1. Choice doesn't prevent mediocrity.
The availability of school choice and of new school providers doesn't mean schools will be good. Districts need good authorizing and accountability policies to attend to the quality of all city schools. Additionally, choice creates new challenges that need to be addressed: Do families have good information with which to make choices? Can students get to the schools? And how well are schools serving English language learners, students from low-income families, and students with special needs?
2. Autonomy means learning for everyone.
School systems that give autonomy to principals usually start with a pilot. That's a good way to start because districts quickly learn that freedom isn't enough. School leaders need training and support to do new things, and they need creative examples of what they could do. The central office also must learn not to undermine principal autonomy. And human resources departments need to change principal job descriptions and focus recruitment efforts on bringing in new hires who thrive with these freedoms.
3. Pupil-based funding means nothing without autonomy.
School systems may put a lot of effort into assigning weights to students and allocating funds to schools based on those weights, but if the principals don't have control of how that money is spent, very little changes at the school level.
4. Talent is wasted without freedom.
In the portfolio strategy, talent is everything. The whole endeavor rests on encouraging the talented teachers and leaders already in the system to try new things and rewarding those efforts with new responsibilities. Strong teachers and leaders are attracted to school systems where they have control and responsibility.

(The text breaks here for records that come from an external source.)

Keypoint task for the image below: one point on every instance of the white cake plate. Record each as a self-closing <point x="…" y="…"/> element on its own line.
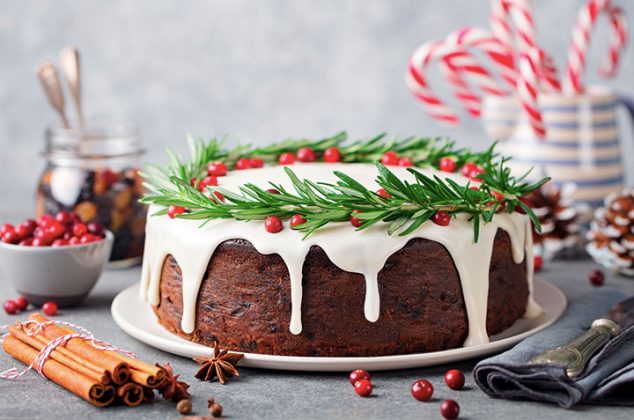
<point x="137" y="319"/>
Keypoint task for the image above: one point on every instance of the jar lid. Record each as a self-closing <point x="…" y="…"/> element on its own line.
<point x="99" y="139"/>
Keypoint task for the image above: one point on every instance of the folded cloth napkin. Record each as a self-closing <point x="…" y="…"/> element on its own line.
<point x="608" y="379"/>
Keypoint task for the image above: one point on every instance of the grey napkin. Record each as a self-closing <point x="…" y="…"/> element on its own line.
<point x="609" y="378"/>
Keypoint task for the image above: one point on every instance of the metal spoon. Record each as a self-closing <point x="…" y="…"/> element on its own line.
<point x="69" y="62"/>
<point x="47" y="74"/>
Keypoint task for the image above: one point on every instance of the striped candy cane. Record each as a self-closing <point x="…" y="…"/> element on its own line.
<point x="528" y="88"/>
<point x="586" y="19"/>
<point x="521" y="14"/>
<point x="420" y="88"/>
<point x="484" y="41"/>
<point x="455" y="61"/>
<point x="618" y="41"/>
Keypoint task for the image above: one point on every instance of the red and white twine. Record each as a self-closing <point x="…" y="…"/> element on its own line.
<point x="32" y="328"/>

5. Accountability requires communication and follow-through.
The purpose of accountability systems is to see what is working and what is not, to try to understand why, and to intervene and take action if those interventions don't bring about improvements. Consistently carrying out the accountability cycle each year is essential to improving the overall quality of schools and raising the bar for what was once considered "good enough." Yet this is the part of the portfolio strategy that has created the most conflict and upset. Districts that have closed schools due to poor performance have learned hard lessons about how they might have let schools and families know what needs to happen to prevent the closure, where children would go to school if a school closed, and how to improve the odds that the replacement school is successful.
6. The community won't support what it doesn't understand.
System leaders everywhere have struggled with community engagement, and portfolio strategy leaders are no different. Leaders are often convinced that improved student outcomes will convince the public that the district is headed in the right direction. But how they get there matters, and leaders must balance the need to act quickly and decisively with thoughtful efforts to engage the community in improvement efforts. Key stakeholders need to be informed throughout the process because they'll be the ones to carry the beliefs to the next leader when the current leader is gone.
A New Structure for a New Reality
Two new realities make portfolio management particularly valuable for today's mid-size to large districts. First, students in most metropolitan areas have diverse learning needs that are not served by one-size-fits-all schools. Districts must find ways to get schools to specialize, personalize, and redesign. Decades of centrally managed directives have not accomplished those goals. Instead, districts need to unleash teacher innovation, allow schools to develop strong teams, and focus on creating the conditions that make strong schools the norm.
Second, choice already is a significant factor in most urban and inner-ring suburban districts. Someone needs to ensure that the most vulnerable students can access high-quality schools and that parents can navigate options efficiently and knowledgably.
School districts facing these new realities can limit themselves to running their portion of the schools, or they can take responsibility for innovating and collaborating on behalf of all students. The portfolio approach is a new way for districts to take the lead.